Alla fine della giornata, tutti ricevono la stessa somma: un denaro! I primi protestano ma il padrone risponde: “Amico, non ti faccio alcun torto: non ti sei accordato con me per un denaro? Prendilo e vattene … Non mi è lecito fare del mio ciò che voglio? O vedi tu di mal occhio che io sia buono?” (leggi Matteo 20:1-16)
Il padrone è il Signore. Gli operai sono i credenti che hanno il privilegio di servirlo. Alcuni l’hanno conosciuto e servito fin dalla loro giovinezza, altri l’hanno incontrato alla sera della loro vita. Gli uni hanno fatto un servizio notevole, gli altri sembra che abbiamo fatto troppo poco per Lui …
Probabilmente noi teniamo le parti degli operai scontenti. Eppure, i primi si erano accordati col padrone per un denaro al giorno e hanno ricevuto la somma convenuta.

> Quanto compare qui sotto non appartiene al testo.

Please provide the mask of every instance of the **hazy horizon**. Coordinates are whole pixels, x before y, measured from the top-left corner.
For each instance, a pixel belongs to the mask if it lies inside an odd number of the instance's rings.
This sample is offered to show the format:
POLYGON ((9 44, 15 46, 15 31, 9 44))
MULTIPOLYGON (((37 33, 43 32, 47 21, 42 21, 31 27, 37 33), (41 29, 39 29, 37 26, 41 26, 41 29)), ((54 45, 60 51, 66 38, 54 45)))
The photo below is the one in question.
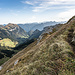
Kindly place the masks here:
POLYGON ((0 0, 0 24, 68 21, 75 0, 0 0))

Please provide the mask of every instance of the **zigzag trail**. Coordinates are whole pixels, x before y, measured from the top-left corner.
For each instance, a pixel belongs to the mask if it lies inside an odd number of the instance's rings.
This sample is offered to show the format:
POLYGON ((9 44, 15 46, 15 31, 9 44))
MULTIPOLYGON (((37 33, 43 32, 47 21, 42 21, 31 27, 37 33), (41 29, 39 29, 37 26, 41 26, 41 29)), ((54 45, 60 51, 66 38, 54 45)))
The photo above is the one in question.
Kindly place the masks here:
POLYGON ((2 65, 2 70, 0 71, 0 75, 3 75, 9 68, 14 66, 15 61, 19 60, 20 58, 22 58, 22 56, 27 54, 28 51, 37 51, 37 49, 39 49, 41 46, 43 46, 43 44, 45 44, 47 41, 49 41, 52 38, 54 38, 55 36, 61 34, 62 31, 64 31, 64 29, 66 29, 66 28, 68 28, 70 26, 72 21, 73 20, 71 20, 67 24, 64 24, 58 31, 56 31, 55 33, 53 33, 50 36, 48 36, 44 41, 40 42, 39 44, 36 45, 36 42, 34 42, 34 43, 30 44, 29 46, 27 46, 22 51, 18 52, 16 55, 14 55, 12 58, 10 58, 7 62, 5 62, 2 65))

Quelli che sono venuti dopo gli hanno dato fiducia e hanno potuto apprezzare la sua generosità e il suo amore.
Ogni servitore ha a che fare col Padrone. Il Signore apprezza anzitutto la semplice fiducia nella Sua giustizia e nella Sua grazia. E’ per la fede che noi credenti continuiamo a servirlo, senza preoccuparci della ricompensa che avremo e senza paragonarci con altri. La grazia del Signore si compiace di ricompensare quelli che non hanno pretese. E’ questa meravigliosa grazia che ci ha salvati!